1
votes

I've 3 records in Lucene index.

Record 1 contains healthcare in title field. Record 2 contains healthcare and insurance in description field but not together. Record 3 contains healthcare insurance in company name field.

When a user searches for healthcare insurance,I want to show records in the following order in search results...

a.Record #3---because it contains both the words of the input together(ie.as a phrase) b.Record #1 c.Record #2

To put it another way, exact match of all keywords should be given more weight than matches of individual keywords.

How do i achieve this in lucene?

Thanks.

2
Record #1 doesn't contain one of the query term "insurance" and you would like it be ranked at #2. Is that correct?Shashikant Kore

2 Answers

1
votes

You can use phrase + slop as bajafresh4life says, but it will fail to match anything if the terms are more than slop apart.

A slightly more complicated alternative is to construct a boolean query that explicitly searches for the phrase (with or without slop) and each of the terms in the phrase. E.g.

"healthcare insurance" OR healthcare OR insurance

Normal lucene relevance sort will give you what you want, and won't fail in the way that the "big slop" approach will.

You can also boost individual fields so that, for example, title is weighted more heavily than description or company name. This needs an even more complicated query, but gives you a lot more control over the ordering...

title:"healthcare insurance"^2 OR title:healthcare^2 OR title:insurance^2
OR description:"healthcare insurance" OR ...

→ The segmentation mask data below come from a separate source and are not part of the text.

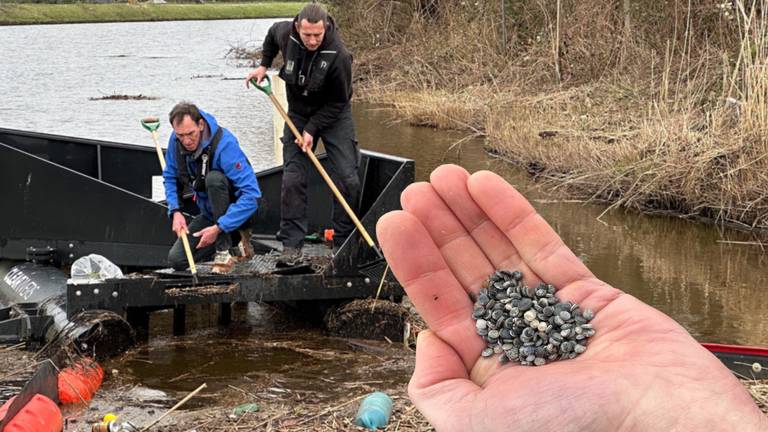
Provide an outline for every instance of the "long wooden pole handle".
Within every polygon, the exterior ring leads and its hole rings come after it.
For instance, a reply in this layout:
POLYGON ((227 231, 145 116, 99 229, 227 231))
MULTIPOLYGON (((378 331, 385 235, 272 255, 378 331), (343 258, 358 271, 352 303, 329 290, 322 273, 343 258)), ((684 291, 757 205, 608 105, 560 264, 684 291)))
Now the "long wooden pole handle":
MULTIPOLYGON (((160 160, 160 168, 165 171, 165 157, 163 157, 163 149, 160 148, 160 142, 157 140, 157 131, 152 131, 152 141, 155 142, 155 150, 157 150, 157 159, 160 160)), ((184 253, 187 255, 187 261, 189 262, 189 271, 196 275, 197 266, 195 266, 195 258, 192 256, 192 248, 189 247, 187 233, 181 233, 179 237, 181 237, 181 242, 184 244, 184 253)))
POLYGON ((328 187, 331 188, 333 191, 333 194, 336 195, 336 198, 341 203, 341 206, 344 207, 344 210, 349 215, 350 219, 352 219, 352 222, 355 223, 355 226, 357 226, 357 229, 360 231, 360 234, 363 235, 363 238, 365 238, 366 243, 368 243, 368 246, 374 247, 373 239, 370 235, 368 235, 368 231, 365 230, 363 227, 363 224, 360 223, 360 220, 355 215, 355 212, 352 210, 352 208, 347 204, 347 201, 344 199, 344 196, 341 195, 341 192, 336 188, 336 185, 333 184, 333 180, 331 180, 331 177, 328 175, 328 173, 325 171, 325 168, 320 164, 320 161, 317 160, 317 157, 312 152, 312 150, 307 151, 307 155, 309 155, 309 159, 312 161, 312 163, 315 165, 317 170, 320 172, 320 175, 325 179, 325 182, 328 183, 328 187))
POLYGON ((183 232, 179 237, 181 237, 181 242, 184 244, 184 253, 187 254, 187 261, 189 261, 189 271, 191 271, 193 275, 196 275, 197 267, 195 266, 195 258, 192 257, 192 248, 189 247, 189 239, 187 238, 187 233, 183 232))
POLYGON ((163 156, 163 149, 160 148, 160 142, 157 140, 157 131, 152 131, 152 141, 155 142, 155 150, 157 151, 157 158, 160 160, 160 168, 165 171, 165 156, 163 156))
MULTIPOLYGON (((291 129, 291 132, 293 132, 293 135, 296 137, 296 139, 299 140, 299 142, 301 142, 302 137, 301 137, 301 134, 299 133, 299 130, 296 129, 296 125, 294 125, 291 118, 288 117, 288 114, 285 112, 282 105, 280 105, 280 102, 277 100, 275 95, 270 93, 269 98, 272 99, 272 103, 275 105, 275 108, 280 113, 280 116, 283 118, 283 120, 285 120, 285 124, 287 124, 288 127, 291 129)), ((339 189, 333 183, 333 180, 331 180, 331 177, 328 175, 328 172, 325 171, 325 168, 323 168, 323 165, 321 165, 320 161, 317 160, 317 157, 315 156, 315 153, 312 152, 312 149, 309 149, 307 151, 307 155, 309 156, 309 159, 312 161, 312 164, 315 165, 315 168, 317 168, 317 171, 320 173, 320 176, 323 177, 323 180, 325 180, 325 183, 327 183, 328 187, 331 188, 331 191, 336 196, 336 199, 339 200, 339 202, 341 203, 341 206, 344 207, 344 210, 349 215, 349 218, 352 219, 352 222, 355 223, 357 230, 360 231, 360 234, 368 243, 368 246, 375 248, 373 239, 368 234, 368 231, 366 231, 365 227, 363 227, 363 224, 360 223, 360 219, 357 218, 357 216, 355 215, 355 212, 352 211, 352 208, 349 206, 349 204, 347 204, 347 200, 345 200, 344 196, 341 195, 341 192, 339 192, 339 189)))

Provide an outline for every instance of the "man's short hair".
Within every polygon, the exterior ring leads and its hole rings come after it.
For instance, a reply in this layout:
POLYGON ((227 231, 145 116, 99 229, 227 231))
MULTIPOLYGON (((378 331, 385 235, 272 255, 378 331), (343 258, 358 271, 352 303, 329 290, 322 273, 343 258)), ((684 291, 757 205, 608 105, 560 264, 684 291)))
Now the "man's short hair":
POLYGON ((198 123, 203 115, 200 114, 200 110, 197 106, 191 102, 179 102, 168 114, 168 120, 171 122, 171 126, 184 120, 185 116, 189 116, 193 122, 198 123))
POLYGON ((319 3, 308 3, 299 12, 298 23, 301 25, 301 20, 307 20, 310 24, 314 24, 322 21, 323 24, 328 23, 328 12, 319 3))

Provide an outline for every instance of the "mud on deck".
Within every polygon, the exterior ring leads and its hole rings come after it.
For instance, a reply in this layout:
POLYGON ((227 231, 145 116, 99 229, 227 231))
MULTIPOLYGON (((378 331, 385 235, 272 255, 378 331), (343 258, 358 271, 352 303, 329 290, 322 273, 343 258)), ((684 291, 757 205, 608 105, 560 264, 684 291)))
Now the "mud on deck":
MULTIPOLYGON (((306 244, 302 249, 303 260, 300 264, 281 268, 277 266, 280 252, 277 250, 276 242, 262 242, 261 246, 262 250, 264 247, 268 247, 269 250, 264 253, 257 253, 248 261, 238 262, 227 275, 213 273, 212 262, 197 264, 198 278, 206 276, 222 278, 226 276, 267 276, 271 274, 320 274, 328 270, 333 262, 333 249, 330 246, 326 244, 306 244)), ((154 273, 160 277, 189 278, 192 276, 189 270, 177 271, 171 268, 157 270, 154 273)))

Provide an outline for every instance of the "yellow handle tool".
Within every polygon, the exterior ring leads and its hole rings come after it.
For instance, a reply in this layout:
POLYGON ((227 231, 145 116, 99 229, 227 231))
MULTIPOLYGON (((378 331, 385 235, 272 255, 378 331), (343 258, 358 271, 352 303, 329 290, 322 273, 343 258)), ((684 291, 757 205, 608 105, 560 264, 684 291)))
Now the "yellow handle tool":
MULTIPOLYGON (((144 129, 148 130, 152 134, 152 141, 155 142, 155 150, 157 150, 157 158, 160 160, 160 167, 165 171, 165 157, 163 157, 163 149, 160 147, 160 142, 157 140, 157 129, 160 127, 160 119, 157 117, 147 117, 141 120, 141 125, 144 129)), ((184 244, 184 253, 187 255, 187 261, 189 262, 189 271, 192 272, 192 279, 197 282, 197 267, 195 266, 195 259, 192 257, 192 249, 189 247, 189 239, 187 233, 183 232, 179 234, 181 242, 184 244)))

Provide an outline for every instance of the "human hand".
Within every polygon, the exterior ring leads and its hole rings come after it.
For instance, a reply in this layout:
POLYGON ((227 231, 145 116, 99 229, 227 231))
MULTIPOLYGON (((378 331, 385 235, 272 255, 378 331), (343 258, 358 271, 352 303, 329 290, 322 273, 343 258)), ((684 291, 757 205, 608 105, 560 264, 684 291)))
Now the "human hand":
POLYGON ((256 78, 256 82, 261 83, 261 80, 263 80, 266 75, 267 75, 266 67, 264 66, 257 67, 256 69, 252 70, 247 77, 245 77, 245 87, 249 88, 251 86, 252 78, 256 78))
POLYGON ((180 211, 173 212, 173 223, 171 224, 171 230, 176 233, 177 237, 181 237, 182 234, 189 233, 187 229, 187 220, 180 211))
MULTIPOLYGON (((430 330, 411 400, 438 431, 675 431, 768 420, 717 358, 658 310, 597 279, 528 201, 490 172, 445 165, 409 186, 378 239, 430 330), (473 301, 496 269, 516 269, 595 311, 573 360, 541 367, 480 356, 473 301)), ((724 426, 729 427, 729 426, 724 426)))
POLYGON ((304 132, 301 135, 301 141, 299 141, 298 138, 293 140, 293 142, 295 142, 296 145, 301 147, 301 151, 303 151, 304 153, 306 153, 308 151, 312 151, 312 142, 313 141, 314 141, 314 138, 312 137, 312 135, 310 135, 310 134, 308 134, 306 132, 304 132))
POLYGON ((195 237, 200 237, 200 242, 197 243, 196 249, 202 249, 208 245, 212 245, 216 241, 216 238, 221 233, 221 228, 214 224, 207 228, 203 228, 200 231, 192 234, 195 237))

It can be quite tricky to get the weights right, and you may have to play around with them to get exactly what you want (e.g. in the example I just gave, you might not want to boost the individual terms for title), but when you get it working, its pretty nice :-)

1
votes

Rewrite the query with a phrase + slop factor. So if the query is:

healthcare insurance

you can rewrite it as:

"healthcare insurance"~100

Documents that have the words "healthcare" and "insurance" closer in proximity to each other will be scored higher. In this case, since the slop factor is 100, documents that have both words but are more than 100 terms apart will not match.

Rewriting the query involves manipulating the Term objects in a BooleanQuery. Take all the terms, create a PhraseQuery, and set a slop factor.